1. How and when you first met Harry Roseman
— I first met Harry at the wedding of our mutual friend Marianne Burke. We were seated for dinner next to each other. The wedding took place in Poughkeepsie, NY at Vassar College. That must have been around 1995 I believe. Probably, we spoke about many things but I recall talking about Pratt Institute, where Harry studied and I’d recently begun teaching, and of a former professor of Harry’s, the renowned Mary Buckley, who developed a course, Light, Color and Design, which continues to be taught at Pratt. It was also around that time that I recall hearing about Harry and his artwork from another mutual friend of ours now deceased, the writer Jerome Badanes.

2. A statement about your work and/or a brief autobiographical statement.

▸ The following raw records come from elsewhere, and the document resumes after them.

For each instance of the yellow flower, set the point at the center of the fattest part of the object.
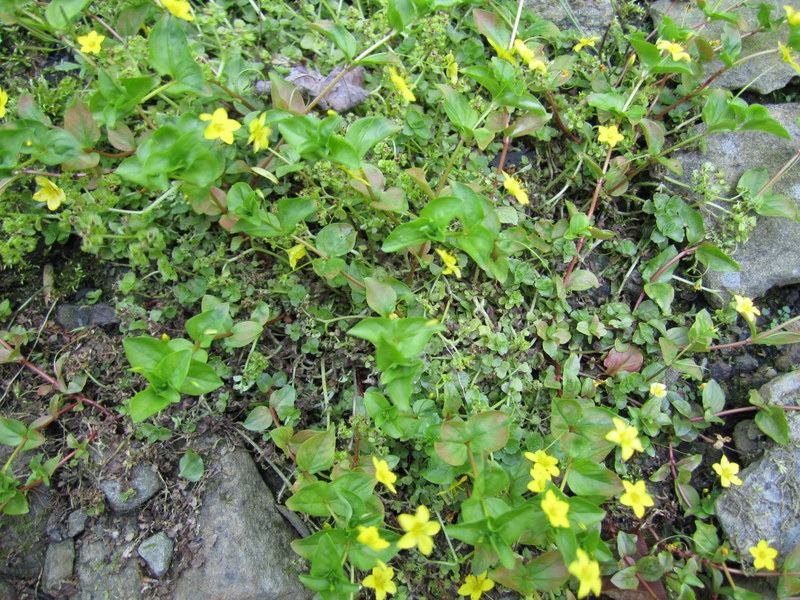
(514, 187)
(588, 573)
(401, 85)
(259, 133)
(220, 127)
(419, 530)
(90, 44)
(502, 52)
(383, 474)
(786, 56)
(555, 509)
(764, 555)
(381, 581)
(746, 308)
(50, 193)
(295, 254)
(529, 56)
(636, 497)
(370, 536)
(727, 472)
(626, 436)
(676, 50)
(539, 478)
(178, 8)
(450, 263)
(3, 100)
(609, 135)
(548, 463)
(475, 585)
(585, 42)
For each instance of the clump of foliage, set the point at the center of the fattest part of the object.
(475, 213)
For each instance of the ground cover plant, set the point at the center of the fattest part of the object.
(424, 250)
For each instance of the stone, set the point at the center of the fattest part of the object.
(76, 523)
(104, 567)
(144, 482)
(7, 591)
(767, 73)
(593, 16)
(771, 256)
(764, 507)
(245, 551)
(58, 565)
(76, 316)
(157, 553)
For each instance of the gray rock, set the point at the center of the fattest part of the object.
(76, 523)
(104, 567)
(771, 257)
(76, 316)
(7, 591)
(769, 71)
(58, 565)
(157, 553)
(764, 507)
(592, 16)
(144, 482)
(245, 549)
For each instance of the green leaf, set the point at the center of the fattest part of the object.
(336, 239)
(259, 419)
(200, 379)
(368, 131)
(144, 352)
(588, 478)
(715, 259)
(12, 432)
(381, 297)
(316, 453)
(168, 53)
(772, 421)
(341, 38)
(191, 465)
(60, 13)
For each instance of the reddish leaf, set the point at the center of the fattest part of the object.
(629, 360)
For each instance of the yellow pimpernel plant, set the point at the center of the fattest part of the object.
(764, 555)
(727, 472)
(514, 187)
(3, 102)
(419, 530)
(585, 43)
(179, 8)
(90, 43)
(49, 193)
(626, 436)
(587, 571)
(555, 509)
(636, 497)
(371, 537)
(380, 580)
(401, 85)
(677, 51)
(384, 474)
(450, 263)
(259, 133)
(475, 585)
(220, 126)
(745, 307)
(609, 135)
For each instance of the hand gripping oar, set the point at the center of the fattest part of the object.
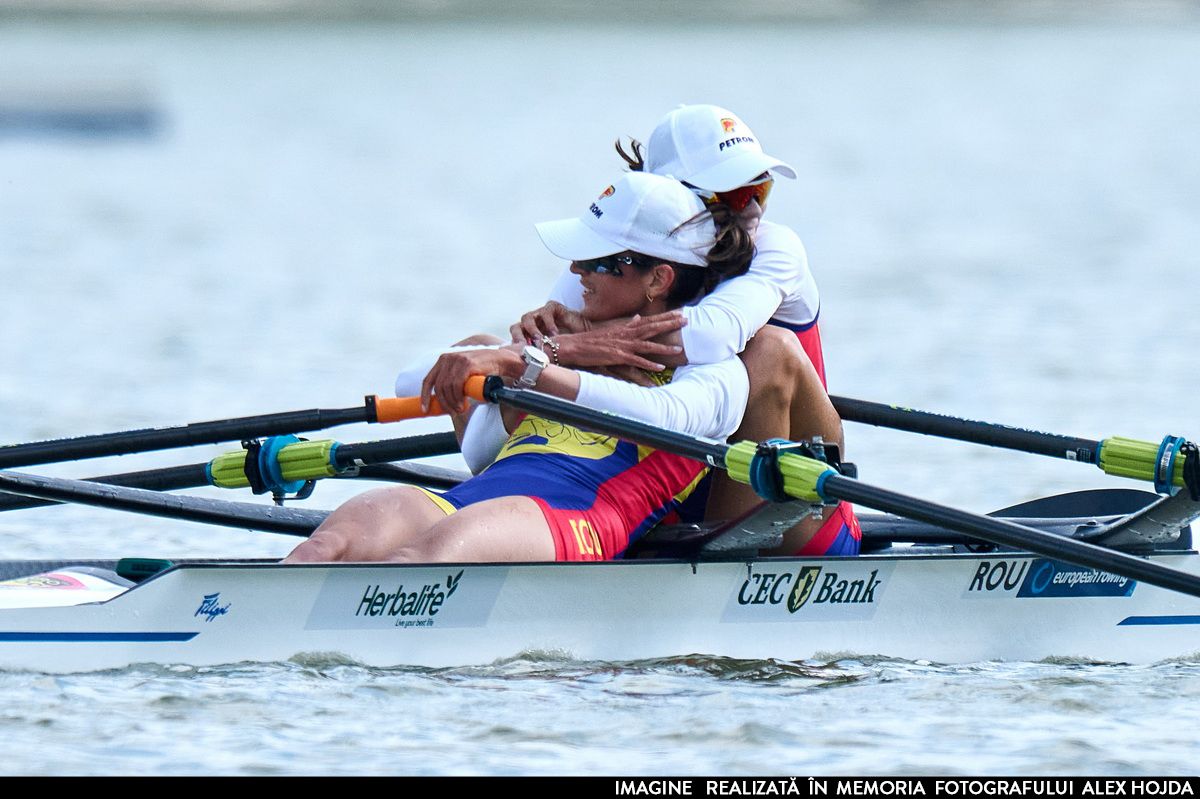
(373, 409)
(815, 481)
(1162, 463)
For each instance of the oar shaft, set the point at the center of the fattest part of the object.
(169, 479)
(348, 455)
(1011, 534)
(292, 521)
(966, 430)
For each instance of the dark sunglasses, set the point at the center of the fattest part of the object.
(611, 264)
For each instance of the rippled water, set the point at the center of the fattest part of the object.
(1002, 218)
(684, 715)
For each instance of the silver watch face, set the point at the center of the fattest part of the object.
(533, 355)
(535, 361)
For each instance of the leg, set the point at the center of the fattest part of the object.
(370, 527)
(786, 401)
(495, 530)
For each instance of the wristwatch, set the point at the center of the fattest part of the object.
(535, 361)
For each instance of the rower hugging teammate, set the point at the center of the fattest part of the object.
(741, 354)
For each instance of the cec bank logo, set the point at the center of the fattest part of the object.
(803, 588)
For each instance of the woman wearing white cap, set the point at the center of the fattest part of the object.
(557, 492)
(715, 154)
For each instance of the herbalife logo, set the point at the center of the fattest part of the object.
(808, 586)
(415, 607)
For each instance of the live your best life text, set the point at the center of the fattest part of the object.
(909, 787)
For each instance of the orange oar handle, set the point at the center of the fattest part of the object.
(397, 408)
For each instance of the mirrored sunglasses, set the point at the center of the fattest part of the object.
(610, 264)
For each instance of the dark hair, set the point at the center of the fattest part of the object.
(634, 158)
(729, 257)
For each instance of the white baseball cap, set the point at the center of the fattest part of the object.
(709, 148)
(640, 212)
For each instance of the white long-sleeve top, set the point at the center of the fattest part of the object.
(705, 400)
(778, 286)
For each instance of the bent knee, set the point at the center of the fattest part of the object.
(775, 362)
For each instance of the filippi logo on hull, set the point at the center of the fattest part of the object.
(406, 598)
(827, 593)
(1043, 577)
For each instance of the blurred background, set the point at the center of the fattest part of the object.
(213, 209)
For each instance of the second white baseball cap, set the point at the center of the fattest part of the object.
(709, 148)
(640, 212)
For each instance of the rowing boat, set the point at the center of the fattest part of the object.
(1105, 575)
(942, 600)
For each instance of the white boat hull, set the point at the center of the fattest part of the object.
(939, 607)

—— Between 1977 and 1979 I was a graduate student at MIT’s Center for Advanced Visual Studies and lived in Medford Mass. I went there to pursue video and also took advantage of AI classes and microbiology labs, where I used radioactive tracing. At MIT I experimented with the Paik/Abe video synthesizer residing at the Center. It was developed by Nam June Paik and Shuya Abe and then given to WBGH TV’s New Television Workshop which gave it to MIT. The synthesizer was a Rube Goldberg-like creation. It took input from cameras, used a scan-modulator and colorizer, and I used it for part of my thesis that focused on color and light. Video occupied me through 1985 at which time I returned from living in Japan and concluded the video projects I’d begun. Then, I started experimenting with drawings, monotypes and paintings. I’ve been a painter now for some 20-odd years. During the last 10 years, I begin each painting from direct observation of reflected light and color. My studio, on the bank of the Hudson River, lets me look at the River every day. It’s surface is like a giant lens (not unlike a camera’s) that visually synthesizes the varied changes in climate, temperature, humidity, & wind with phenomena like current, tide, and man made disturbances. I never expected that I would become a painter while at MIT but the trajectory of my work has taken me there. Unlike most visual artists that begin working with traditional materials, such as paint and canvas, and then get into computers and video, my work has gone in the opposite direction and my subject has not changed all that much.